Perform the train/test split, train the model, and score the model quality.

In [None]:
X = df.drop('MortgageDefault', axis=1)
y = df['MortgageDefault']

X_train, X_test, y_train, y_test = train_test_split( X, y, test_size=0.2, random_state=4)

model = clf.fit(X_train, y_train)
res_predict = model.predict(X_test)
print("model score: %.3f" % clf.score(X_test, y_test))
print(classification_report(y_test, res_predict, target_names=["False", "True"]))
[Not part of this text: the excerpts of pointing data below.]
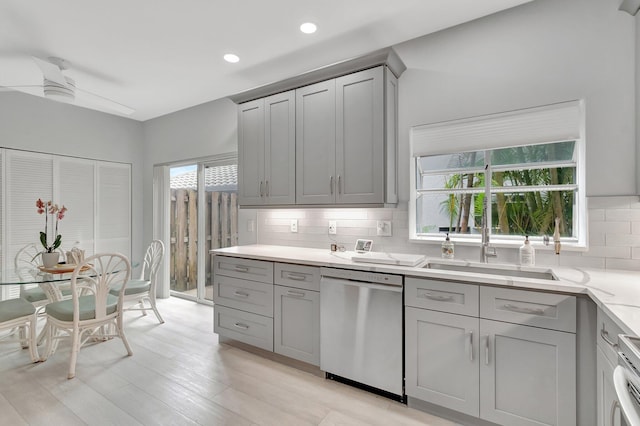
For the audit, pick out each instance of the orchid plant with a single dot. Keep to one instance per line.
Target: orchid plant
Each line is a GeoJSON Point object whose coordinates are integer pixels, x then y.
{"type": "Point", "coordinates": [57, 214]}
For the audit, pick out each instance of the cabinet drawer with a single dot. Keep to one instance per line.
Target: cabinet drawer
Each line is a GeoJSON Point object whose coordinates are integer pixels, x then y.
{"type": "Point", "coordinates": [445, 296]}
{"type": "Point", "coordinates": [246, 327]}
{"type": "Point", "coordinates": [608, 336]}
{"type": "Point", "coordinates": [255, 270]}
{"type": "Point", "coordinates": [552, 311]}
{"type": "Point", "coordinates": [298, 276]}
{"type": "Point", "coordinates": [250, 296]}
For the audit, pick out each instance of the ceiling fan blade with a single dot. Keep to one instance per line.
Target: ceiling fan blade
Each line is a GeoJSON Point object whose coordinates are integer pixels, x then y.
{"type": "Point", "coordinates": [51, 71]}
{"type": "Point", "coordinates": [97, 100]}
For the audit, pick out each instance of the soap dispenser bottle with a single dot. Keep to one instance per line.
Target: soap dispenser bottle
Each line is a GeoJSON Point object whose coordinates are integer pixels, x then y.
{"type": "Point", "coordinates": [527, 253]}
{"type": "Point", "coordinates": [447, 248]}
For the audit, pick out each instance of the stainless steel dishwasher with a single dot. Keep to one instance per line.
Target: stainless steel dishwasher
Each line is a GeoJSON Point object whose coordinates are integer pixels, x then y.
{"type": "Point", "coordinates": [361, 336]}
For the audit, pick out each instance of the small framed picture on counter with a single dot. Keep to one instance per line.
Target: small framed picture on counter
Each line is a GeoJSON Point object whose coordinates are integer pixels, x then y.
{"type": "Point", "coordinates": [363, 246]}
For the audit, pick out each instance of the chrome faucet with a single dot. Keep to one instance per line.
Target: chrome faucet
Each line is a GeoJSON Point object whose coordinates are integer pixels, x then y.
{"type": "Point", "coordinates": [486, 250]}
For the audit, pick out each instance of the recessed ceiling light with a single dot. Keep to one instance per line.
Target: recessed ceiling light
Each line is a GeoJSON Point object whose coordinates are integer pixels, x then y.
{"type": "Point", "coordinates": [308, 28]}
{"type": "Point", "coordinates": [230, 57]}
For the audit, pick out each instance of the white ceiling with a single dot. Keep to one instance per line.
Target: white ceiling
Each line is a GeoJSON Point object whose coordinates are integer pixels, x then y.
{"type": "Point", "coordinates": [161, 56]}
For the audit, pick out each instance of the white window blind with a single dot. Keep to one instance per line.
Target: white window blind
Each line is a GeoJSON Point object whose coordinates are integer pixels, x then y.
{"type": "Point", "coordinates": [551, 123]}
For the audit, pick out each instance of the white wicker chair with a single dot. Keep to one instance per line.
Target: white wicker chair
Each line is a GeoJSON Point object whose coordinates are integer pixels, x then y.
{"type": "Point", "coordinates": [94, 314]}
{"type": "Point", "coordinates": [144, 288]}
{"type": "Point", "coordinates": [20, 314]}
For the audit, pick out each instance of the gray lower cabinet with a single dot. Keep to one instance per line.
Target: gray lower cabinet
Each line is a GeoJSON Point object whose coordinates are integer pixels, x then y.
{"type": "Point", "coordinates": [497, 368]}
{"type": "Point", "coordinates": [442, 359]}
{"type": "Point", "coordinates": [296, 322]}
{"type": "Point", "coordinates": [527, 375]}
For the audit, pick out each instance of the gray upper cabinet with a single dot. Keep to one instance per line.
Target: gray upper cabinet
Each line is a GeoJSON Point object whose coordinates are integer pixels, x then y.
{"type": "Point", "coordinates": [251, 152]}
{"type": "Point", "coordinates": [333, 142]}
{"type": "Point", "coordinates": [345, 146]}
{"type": "Point", "coordinates": [315, 143]}
{"type": "Point", "coordinates": [266, 150]}
{"type": "Point", "coordinates": [360, 137]}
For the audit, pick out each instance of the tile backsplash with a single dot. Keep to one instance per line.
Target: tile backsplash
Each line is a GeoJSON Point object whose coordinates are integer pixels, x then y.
{"type": "Point", "coordinates": [613, 224]}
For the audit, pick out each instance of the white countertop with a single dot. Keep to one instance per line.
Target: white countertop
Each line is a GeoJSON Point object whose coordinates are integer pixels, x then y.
{"type": "Point", "coordinates": [616, 292]}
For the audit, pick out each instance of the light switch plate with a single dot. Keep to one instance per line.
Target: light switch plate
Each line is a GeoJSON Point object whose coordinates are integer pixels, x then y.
{"type": "Point", "coordinates": [383, 228]}
{"type": "Point", "coordinates": [333, 227]}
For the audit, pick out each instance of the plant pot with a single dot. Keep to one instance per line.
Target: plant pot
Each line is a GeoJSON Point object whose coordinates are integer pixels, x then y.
{"type": "Point", "coordinates": [49, 260]}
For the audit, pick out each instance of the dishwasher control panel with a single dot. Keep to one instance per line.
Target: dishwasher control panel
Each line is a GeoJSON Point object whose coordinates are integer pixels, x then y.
{"type": "Point", "coordinates": [364, 276]}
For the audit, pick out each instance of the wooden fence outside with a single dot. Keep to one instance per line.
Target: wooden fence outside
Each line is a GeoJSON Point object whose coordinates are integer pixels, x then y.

## Save the model to Watson Machine Learning

Check the list of models in the WML instance, and remove pre-existing versions of this model. This allows the notebook to be re-run to reset all data if necessary.

In [None]:
model_deployment_ids = client.deployments.get_uids()
for deployment_id in model_deployment_ids:
    deployment = client.deployments.get_details(deployment_id)
    model_id = deployment['entity']['deployable_asset']['guid']
    if deployment['entity']['name'] == DEPLOYMENT_NAME:
        print('Deleting deployment id', deployment_id)
        client.deployments.delete(deployment_id)
        print('Deleting model id', model_id)
        client.repository.delete(model_id)
client.repository.list_models()

Create the metadata and save the model.

In [None]:
metadata = {
    client.repository.ModelMetaNames.NAME: MODEL_NAME,
    client.repository.ModelMetaNames.EVALUATION_METHOD: "binary",
    client.repository.ModelMetaNames.EVALUATION_METRICS: [
        {
            "name": "areaUnderROC",
            "value": 0.7,
            "threshold": 0.7
        }
    ]
}

# Name the columns
cols=["Income","AppliedOnline","Residence","Yrs_at_Current_Address","Yrs_with_Current_Employer",\
      "Number_of_Cards","Creditcard_Debt","Loans","Loan_Amount","SalePrice","Location"]
      
saved_model = client.repository.store_model(model=model, meta_props=metadata, 
                                            training_data=X_train, training_target=y_train, 
                                            feature_names=cols, label_column_names=["MortgageDefault"] )
saved_model

Get the unique ID for the model so we can deploy it.

In [None]:
model_uid = saved_model['metadata']['guid']
model_uid

Deploy the model as a web service with Watson Machine Learning.

In [None]:
print("Deploying model...")

deployment = client.deployments.create(artifact_uid=model_uid, name=DEPLOYMENT_NAME, asynchronous=False)

In [None]:
deployment_uid = client.deployments.get_uid(deployment)

print("Model id: {}".format(model_uid))
print("Deployment id: {}".format(deployment_uid))

## Congratulations!

If all cells have run successfully, you have successfully deployed the mortgage default model as a web service in Watson Machine Learning. You can proceed with the rest of the lab.